Figure 1 depicts an example of the proposed system.

Note, however, that the intra-cluster hypercube formation is not shown here but later in the article.

2 HYPERCUBES

The hypercube is a topology that has been investigated extensively in the literature. One reason for its popularity is that many other well-known topologies like lower- dimensional meshes, butterflies, and shuffle-exchange networks can be embedded into the hypercube structure [12]. Another reason is that this topology can be used to implement several algorithms requiring all-to-all communication, e.g. matrix transposition, vector reduction, and sorting [13].

Geometrically, a hypercube can be defined recursively as follows: The zero-dimensional hypercube is a single processor. An n-dimensional hypercube with N = 2ⁿ PEs is built of two hypercubes with 2^n-1 PEs, where all PEs in one half are connected to the corresponding PEs in the other half. See Figure 2. In this figure, a 6-dimensional hypercube is shown (Figure 2c). This hypercube is built of two 5D-hypercubes, which in turn are built of 4D- hypercubes (Figure 2b). The 4D-hypercube is further subdivided into 3D-hypercubes (Figure 2a). Note that the thick lines in Figure 2c consist of eight interconnections each.

A disadvantage of the hypercube is its complexity. It requires more and longer wires than the mesh, since not only the nearest neighbors are connected to each other if the dimension is greater than three, i.e. more dimensions than physical space [13]. The fact is that the required amount of electrical wires (of different length) in a relatively small hypercube will be enormous. Consider, for instance, an implementation of a 6D-hypercube on a circuit board, where the transfer rate of a unidirectional link between two processing elements must be in the order of 10 Gbit/s. This implementation requires 12,288 electrical wires, of different length, each clocked with a frequency of 312.5 MHz (32-bit wide links assumed).

Since the wires are not allowed to cross each other physically, many layers will be required.

2.1 Corner turning in hypercubes

In the introduction it was stated that interconnection networks in ESP-systems must be able to efficiently redistribute data between computational units that process information in different dimensions. In Figure 3, this reorganization process is shown. Here, the first cluster of processing elements, left cube, computes data in one dimension (marked with an arrow). Next working unit, right cube, computes data in another dimension, and thus redistribution must be performed.

This redistribution of data, referred to as corner turning in the literature, accounts for almost all of the interprocessor communication in ESP-systems [4]. Note also that corner turning requires all-to-all communication.

a)

c) b)

Figure 2: a) 3D-hypercube. b) 4D-hypercube built of two 3D-hypercubes. c) 6D-hypercube built of two 5D-hypercubes, which in turn are built of 4D- hypercubes.

Corner Turning

Figure 3: Redistribution of data between processing elements, computing in different dimensions.

(3)

How about corner turning in hypercubes? A corner turn is actually, from a mathematical point of view, a matrix transposition [4]. Therefore, as stated above, algorithms exist for this interconnection topology. Also, since the BB scales linearly with the number of processors in hypercubes, higher dimensions lead to very high BB.

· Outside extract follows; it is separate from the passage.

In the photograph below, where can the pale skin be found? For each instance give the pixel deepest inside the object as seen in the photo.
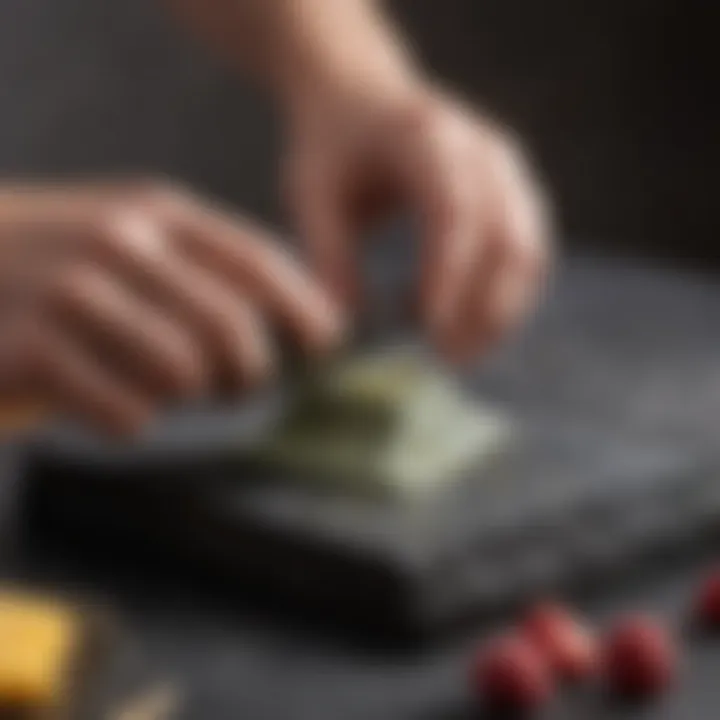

In general, it seems that the hypercube is a exceedingly good topology for ESP-systems. The only disadvantage being its interconnection complexity. However, by using optical properties in free-space optically interconnected 3D-systems folded into planes, the interconnect complexity can be greatly reduced.

2.2 Hypercubes in planar waveguides

There are several reasons to fold optically connected 3D-systems into planes, including those already mentioned in the introduction. One reason is the ability to cool, test, and repair the circuits in a simple way [10,11].

In optical planar technology, waveguides are made of glass or transparent semiconductor based substrates. These substrates serve as a light travelling medium as well as a motherboard for surface mounted optoelectronic and electronic chips [11]. Also micro-optical elements, such as beamsplitters and microlenses, can be attached on both the top and the bottom side of the substrate. To be able to enclose the optical beams in the light travelling medium, the surfaces are covered with a refractive structure. The beams will, hence, “bounce” on the surface.

In the following six steps, 1-6, and Figures, 4-9, we show how a 6D-hypercube topology is merged into a planar waveguide. Before we start with step one, it must be elucidated that; since we are going to merge a 6D- hypercube into a plane, it is natural to imagine that three of the topology dimensions are transformed into one physical direction on the substrate, here called horizontal direction. The other three topological dimensions are thus transformed into the other physical direction, here called vertical. Further, since the hypercube is symmetric, everything that is valid in one direction is automatically valid in the other direction.

• Step 1: Transmitters in horizontal direction.

In a 6D-hypercube, each processing element has six neighbors. Physically, this corresponds to three horizontal and three vertical neighbors. In Figure 4, it is shown, both topologically and physically, how one PE, colored black, sends data to its three horizontal neighbors.

• Step 2: Receivers in horizontal direction.

In the same way, a PE must be able to receive data from its three horizontal neighbors, see Figure 5.

Using diffractive elements, it is easy to create beamsplitters, i.e., to use the optical fan-out property. If we use beamsplitters here, we can actually reduce the number of horizontal transmitters with a factor of three, and thus reduce hardware cost, without destroying the hypercube topology. See Figure 6a. Note, however, that we must use some kind of channel time-sharing, when different data must be sent to all three neighbors at the same time, since only a single transmitter is available.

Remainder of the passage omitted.